The Gramophone Film Music Guide (a publication for which Elfman wrote a forward10) describes the score for Batman Returns as "quintessentially 'Elfmanesque'", a remark which may now appear outdated, but for the time this score represented, if anything, a superficial stylistic step back from the thick "gothic" textured soundworld of Batman, towards Beetlejuice. First impressions are so rarely accurate for Elfman scores, and Batman Returns is by no means an exception: even for us today the essence of Christmas crossed with Halloween is an identifiable trait which resurges periodically in works such as Scrooged and A Nightmare Before Christmas, but this is no more than a patchy trademark, perhaps a "Burtonism". In fact the trade-off between experiment and self-convention11 is a reward in itself for this score. Elfman works well with clichés, turning them to his own mischievous ends: Batman is reformed, darker but less war-like, descending further into psychological and visual fantasy. The almost passé leitmotif method of Hollywood film music is brilliantly re-worked with a skill that sometimes makes Star Wars sound heavy-handed. This carefully constructed poly-thematicism (in opposition to an almost mono-thematic Batman) permeates the whole score, and such is the execution that both CD and film scream quality and inventiveness.

Surely this was a convincing, positively directed evolution from the former score. The fallout from the movie may be seen, in context, as influential in the composer's career (Elfman's range of genres, directors and styles took on a distinct experimentalism in succeeding years) but from an equally distanced viewpoint we may see this score for what it really is: perhaps not a masterpiece, but certainly a pivotal point in Elfman's compositional approach. No score since has ever been entirely what the Elfman fan has expected, and in my opinion both film score and CD deserve prominent status in his oeuvre.

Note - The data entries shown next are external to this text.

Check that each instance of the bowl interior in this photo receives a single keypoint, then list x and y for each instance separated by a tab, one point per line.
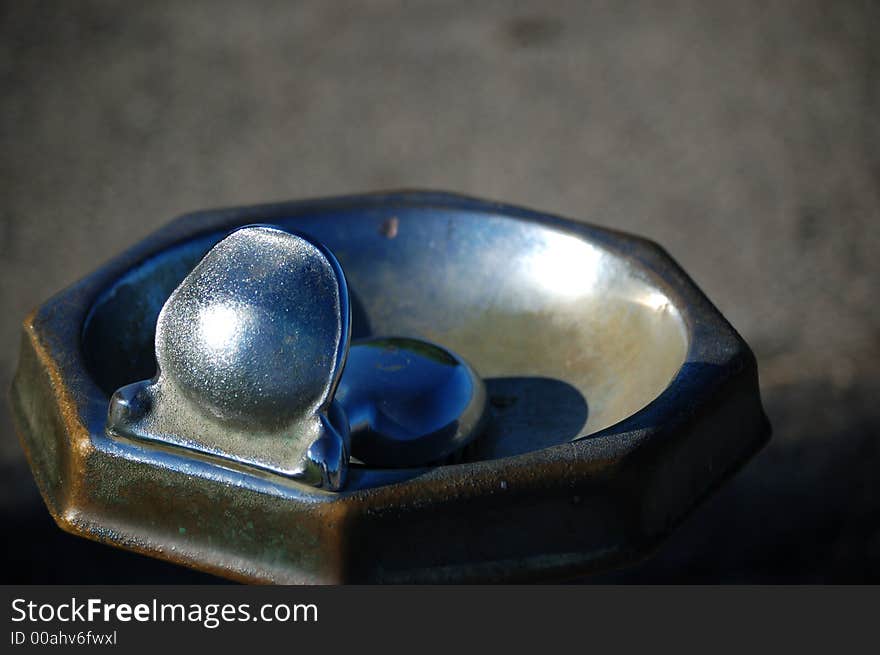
569	336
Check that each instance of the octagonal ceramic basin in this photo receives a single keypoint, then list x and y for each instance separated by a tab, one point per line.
619	397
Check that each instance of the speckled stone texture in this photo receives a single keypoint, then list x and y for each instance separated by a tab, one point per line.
743	137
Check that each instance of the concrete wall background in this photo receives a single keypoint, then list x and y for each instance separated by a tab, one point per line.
744	137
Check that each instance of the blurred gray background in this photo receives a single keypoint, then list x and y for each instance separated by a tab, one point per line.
743	136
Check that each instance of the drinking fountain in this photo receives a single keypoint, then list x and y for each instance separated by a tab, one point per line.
394	388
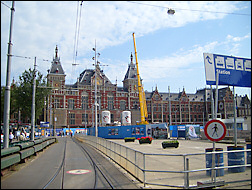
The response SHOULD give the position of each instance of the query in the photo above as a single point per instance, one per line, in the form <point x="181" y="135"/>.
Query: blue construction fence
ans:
<point x="152" y="130"/>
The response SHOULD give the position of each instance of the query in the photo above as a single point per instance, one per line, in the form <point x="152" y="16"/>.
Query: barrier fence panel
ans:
<point x="175" y="170"/>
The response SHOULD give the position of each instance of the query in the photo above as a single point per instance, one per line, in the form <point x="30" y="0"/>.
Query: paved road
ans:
<point x="78" y="172"/>
<point x="176" y="163"/>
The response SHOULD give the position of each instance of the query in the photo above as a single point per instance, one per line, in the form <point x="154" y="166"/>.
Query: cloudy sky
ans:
<point x="169" y="47"/>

For further comments on the first three Batman films, please also see Mr Perrine's feature
"Music for a Darkened Knight" at http://www.msu.edu/user/perrinet/elfman/dark_knight/index.html


1 The Elfman Zone ed. Tim Perrine (aka. Groovy Yak) http://www.msu.edu/user/perrinet/elfman/index.html

2 ibid. http://www.msu.edu/user/perrinet/elfman/filmography/index.html

3a) "Adventures in Weird Sound: An Interview with Danny Elfman" by Joyce J. Jorgenson. http://www.emu.com/elfman.html

b) "Sound Effects Suck" article by Lukas Kendall for Film Score Monthly #64, December 1995

4 e.g. "Batman Returns" review in http://www.filmtracks.com "...Elfman delivers a dud..."

5 The DVD used in this feature is classified Region 2, totalling approximately 121 minutes according to the cover, and classified a 15 certificate by the BBFC. Click here for a full run-down of track-by-track music on DVD and CD.

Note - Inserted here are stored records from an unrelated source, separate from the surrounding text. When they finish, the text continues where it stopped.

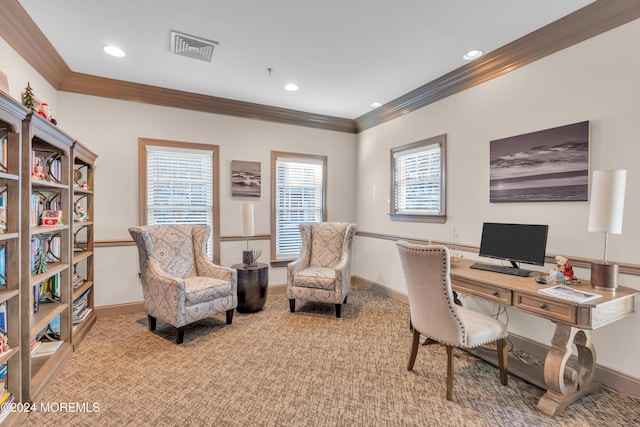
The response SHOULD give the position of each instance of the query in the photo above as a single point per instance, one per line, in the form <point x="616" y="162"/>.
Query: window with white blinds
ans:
<point x="299" y="195"/>
<point x="180" y="187"/>
<point x="418" y="180"/>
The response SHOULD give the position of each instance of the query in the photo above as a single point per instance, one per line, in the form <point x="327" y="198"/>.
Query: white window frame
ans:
<point x="210" y="205"/>
<point x="279" y="157"/>
<point x="430" y="174"/>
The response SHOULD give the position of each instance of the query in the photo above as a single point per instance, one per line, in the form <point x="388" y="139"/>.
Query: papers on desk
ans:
<point x="570" y="294"/>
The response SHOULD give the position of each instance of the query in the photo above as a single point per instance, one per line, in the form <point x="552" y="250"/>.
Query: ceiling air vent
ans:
<point x="191" y="46"/>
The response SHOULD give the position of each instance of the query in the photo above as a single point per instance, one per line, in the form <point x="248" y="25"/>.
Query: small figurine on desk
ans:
<point x="563" y="273"/>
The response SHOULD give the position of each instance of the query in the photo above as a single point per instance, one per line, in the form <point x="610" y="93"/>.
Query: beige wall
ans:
<point x="596" y="80"/>
<point x="111" y="128"/>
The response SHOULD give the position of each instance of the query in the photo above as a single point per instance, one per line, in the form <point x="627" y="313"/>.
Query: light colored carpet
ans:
<point x="275" y="368"/>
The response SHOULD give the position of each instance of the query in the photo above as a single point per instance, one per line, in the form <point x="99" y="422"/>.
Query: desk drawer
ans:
<point x="493" y="293"/>
<point x="545" y="307"/>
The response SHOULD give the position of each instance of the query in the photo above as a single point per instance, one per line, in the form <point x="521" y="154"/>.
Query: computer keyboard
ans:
<point x="514" y="271"/>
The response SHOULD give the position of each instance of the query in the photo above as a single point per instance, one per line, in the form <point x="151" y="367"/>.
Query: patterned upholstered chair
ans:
<point x="180" y="284"/>
<point x="322" y="273"/>
<point x="434" y="313"/>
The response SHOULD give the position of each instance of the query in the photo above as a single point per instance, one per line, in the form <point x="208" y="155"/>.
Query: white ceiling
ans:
<point x="344" y="54"/>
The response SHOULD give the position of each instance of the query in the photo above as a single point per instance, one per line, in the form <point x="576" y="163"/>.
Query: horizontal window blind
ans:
<point x="418" y="181"/>
<point x="298" y="199"/>
<point x="180" y="187"/>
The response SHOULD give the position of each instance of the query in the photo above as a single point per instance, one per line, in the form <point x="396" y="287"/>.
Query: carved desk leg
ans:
<point x="567" y="379"/>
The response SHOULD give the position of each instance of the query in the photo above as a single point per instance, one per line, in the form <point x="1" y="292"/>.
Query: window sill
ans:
<point x="433" y="219"/>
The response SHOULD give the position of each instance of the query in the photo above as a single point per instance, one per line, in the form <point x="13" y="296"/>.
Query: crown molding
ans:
<point x="21" y="33"/>
<point x="589" y="21"/>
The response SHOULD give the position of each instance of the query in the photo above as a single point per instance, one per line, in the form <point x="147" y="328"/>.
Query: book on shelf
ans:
<point x="5" y="410"/>
<point x="569" y="294"/>
<point x="82" y="316"/>
<point x="77" y="281"/>
<point x="3" y="317"/>
<point x="3" y="265"/>
<point x="46" y="348"/>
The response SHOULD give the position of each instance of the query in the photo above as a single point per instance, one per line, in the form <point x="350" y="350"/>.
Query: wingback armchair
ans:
<point x="180" y="285"/>
<point x="322" y="272"/>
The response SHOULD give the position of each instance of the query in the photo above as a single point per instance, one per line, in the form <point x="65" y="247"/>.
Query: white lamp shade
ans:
<point x="247" y="220"/>
<point x="607" y="201"/>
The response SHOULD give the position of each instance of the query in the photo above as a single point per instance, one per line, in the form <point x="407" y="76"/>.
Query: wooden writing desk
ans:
<point x="565" y="378"/>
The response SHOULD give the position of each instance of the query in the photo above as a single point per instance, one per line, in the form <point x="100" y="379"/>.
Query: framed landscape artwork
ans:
<point x="545" y="166"/>
<point x="245" y="179"/>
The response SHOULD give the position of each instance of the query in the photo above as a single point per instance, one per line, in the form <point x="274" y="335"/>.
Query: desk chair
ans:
<point x="435" y="315"/>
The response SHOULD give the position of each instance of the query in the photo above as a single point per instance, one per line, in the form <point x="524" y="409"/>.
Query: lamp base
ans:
<point x="604" y="276"/>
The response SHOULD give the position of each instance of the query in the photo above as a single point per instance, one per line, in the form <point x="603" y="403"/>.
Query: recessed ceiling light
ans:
<point x="114" y="51"/>
<point x="473" y="54"/>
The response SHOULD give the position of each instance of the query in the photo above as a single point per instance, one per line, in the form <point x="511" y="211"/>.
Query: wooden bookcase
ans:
<point x="83" y="314"/>
<point x="45" y="190"/>
<point x="11" y="116"/>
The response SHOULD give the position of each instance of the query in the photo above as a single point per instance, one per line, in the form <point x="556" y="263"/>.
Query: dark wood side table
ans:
<point x="252" y="287"/>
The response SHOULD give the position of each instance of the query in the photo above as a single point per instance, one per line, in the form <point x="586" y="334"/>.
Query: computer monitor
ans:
<point x="525" y="243"/>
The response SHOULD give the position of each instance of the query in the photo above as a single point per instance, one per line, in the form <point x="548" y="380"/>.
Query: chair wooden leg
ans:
<point x="449" y="372"/>
<point x="503" y="361"/>
<point x="180" y="334"/>
<point x="152" y="322"/>
<point x="413" y="351"/>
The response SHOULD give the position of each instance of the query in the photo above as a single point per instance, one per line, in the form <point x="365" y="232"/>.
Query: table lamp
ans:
<point x="249" y="257"/>
<point x="605" y="215"/>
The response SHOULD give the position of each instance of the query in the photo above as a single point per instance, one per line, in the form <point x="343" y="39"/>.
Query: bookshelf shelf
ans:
<point x="12" y="117"/>
<point x="88" y="284"/>
<point x="40" y="183"/>
<point x="83" y="161"/>
<point x="45" y="315"/>
<point x="45" y="186"/>
<point x="7" y="295"/>
<point x="9" y="176"/>
<point x="4" y="357"/>
<point x="40" y="167"/>
<point x="52" y="270"/>
<point x="8" y="236"/>
<point x="80" y="255"/>
<point x="48" y="229"/>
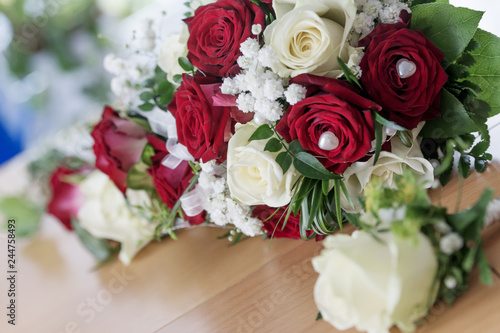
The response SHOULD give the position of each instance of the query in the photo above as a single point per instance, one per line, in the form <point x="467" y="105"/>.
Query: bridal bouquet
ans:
<point x="288" y="119"/>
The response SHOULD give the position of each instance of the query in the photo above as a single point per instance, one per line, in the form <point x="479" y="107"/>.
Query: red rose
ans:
<point x="292" y="226"/>
<point x="409" y="99"/>
<point x="118" y="144"/>
<point x="170" y="184"/>
<point x="201" y="126"/>
<point x="216" y="32"/>
<point x="330" y="106"/>
<point x="66" y="197"/>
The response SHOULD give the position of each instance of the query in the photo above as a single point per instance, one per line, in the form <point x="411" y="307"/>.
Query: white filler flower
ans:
<point x="105" y="214"/>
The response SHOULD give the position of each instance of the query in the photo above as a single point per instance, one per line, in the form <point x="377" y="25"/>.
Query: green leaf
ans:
<point x="406" y="138"/>
<point x="466" y="60"/>
<point x="284" y="160"/>
<point x="25" y="212"/>
<point x="139" y="120"/>
<point x="261" y="133"/>
<point x="177" y="78"/>
<point x="325" y="185"/>
<point x="98" y="247"/>
<point x="480" y="165"/>
<point x="138" y="178"/>
<point x="295" y="147"/>
<point x="485" y="275"/>
<point x="147" y="153"/>
<point x="445" y="176"/>
<point x="347" y="194"/>
<point x="486" y="71"/>
<point x="338" y="208"/>
<point x="146" y="107"/>
<point x="378" y="141"/>
<point x="273" y="145"/>
<point x="456" y="72"/>
<point x="453" y="120"/>
<point x="310" y="167"/>
<point x="447" y="160"/>
<point x="350" y="77"/>
<point x="449" y="28"/>
<point x="316" y="200"/>
<point x="186" y="64"/>
<point x="166" y="91"/>
<point x="387" y="123"/>
<point x="146" y="96"/>
<point x="480" y="148"/>
<point x="464" y="166"/>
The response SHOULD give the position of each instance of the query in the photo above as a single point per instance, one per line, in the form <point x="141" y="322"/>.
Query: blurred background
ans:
<point x="51" y="56"/>
<point x="51" y="63"/>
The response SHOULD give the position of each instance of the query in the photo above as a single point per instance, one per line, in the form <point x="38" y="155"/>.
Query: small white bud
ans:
<point x="256" y="29"/>
<point x="450" y="282"/>
<point x="451" y="243"/>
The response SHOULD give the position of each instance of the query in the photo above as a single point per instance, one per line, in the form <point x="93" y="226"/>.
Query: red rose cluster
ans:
<point x="402" y="72"/>
<point x="216" y="32"/>
<point x="331" y="106"/>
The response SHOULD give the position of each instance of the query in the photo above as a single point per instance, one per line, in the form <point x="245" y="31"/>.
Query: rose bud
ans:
<point x="402" y="72"/>
<point x="216" y="32"/>
<point x="333" y="122"/>
<point x="118" y="144"/>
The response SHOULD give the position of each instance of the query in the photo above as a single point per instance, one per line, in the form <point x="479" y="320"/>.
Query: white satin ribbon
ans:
<point x="163" y="123"/>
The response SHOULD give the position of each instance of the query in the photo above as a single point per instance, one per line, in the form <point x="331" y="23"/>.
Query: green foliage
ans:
<point x="186" y="64"/>
<point x="25" y="212"/>
<point x="310" y="167"/>
<point x="137" y="177"/>
<point x="284" y="160"/>
<point x="273" y="145"/>
<point x="349" y="76"/>
<point x="263" y="132"/>
<point x="486" y="70"/>
<point x="166" y="220"/>
<point x="378" y="141"/>
<point x="458" y="265"/>
<point x="269" y="13"/>
<point x="447" y="27"/>
<point x="98" y="247"/>
<point x="159" y="91"/>
<point x="454" y="119"/>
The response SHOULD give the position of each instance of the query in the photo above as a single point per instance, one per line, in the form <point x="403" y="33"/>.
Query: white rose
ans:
<point x="373" y="285"/>
<point x="359" y="174"/>
<point x="253" y="176"/>
<point x="173" y="47"/>
<point x="105" y="214"/>
<point x="309" y="36"/>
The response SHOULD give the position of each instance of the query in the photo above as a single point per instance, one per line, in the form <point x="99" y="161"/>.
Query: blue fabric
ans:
<point x="10" y="146"/>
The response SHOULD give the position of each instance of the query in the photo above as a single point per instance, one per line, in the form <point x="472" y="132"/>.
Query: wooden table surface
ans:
<point x="199" y="284"/>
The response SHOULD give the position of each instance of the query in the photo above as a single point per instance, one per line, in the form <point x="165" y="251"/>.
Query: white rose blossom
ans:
<point x="253" y="175"/>
<point x="389" y="164"/>
<point x="309" y="36"/>
<point x="372" y="284"/>
<point x="173" y="47"/>
<point x="105" y="214"/>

6 NB. "symphony/film", see British Symphonists (eg. Bax, M. Arnold, Walton, Vaughan Williams, Bliss, Alwyn) and Bernard Herrmann, etc.; "opera/film", see Britten, Korngold, etc.; "Operatic", perhaps see "indulgent", "opulent", "highly romantic"...

7 Film Score Monthly #64 December 1995

8 Batman Returns' end credits read: "Music Produced by Danny Elfman, Steve Bartek; Orchestrator Steve Barkek; Conductor Jonathon Sheffer; Music Recording Engineer Shawn Murphy; Additional Orchestrations Mark McKenzie; 'Face to Face' Words and Music by Danny Elfman and Siouxsie & The Banshees"

9 Film Score Monthly #64 December 1995

10 Gramophone Film Music Good CD Guide ed. Mark Walker (3rd Edition - Harrow, Middlesex: Gramophone Publications Ltd., 1998)

11 Elfman rarely comes close enough to self-plagiarism to be criticised at length.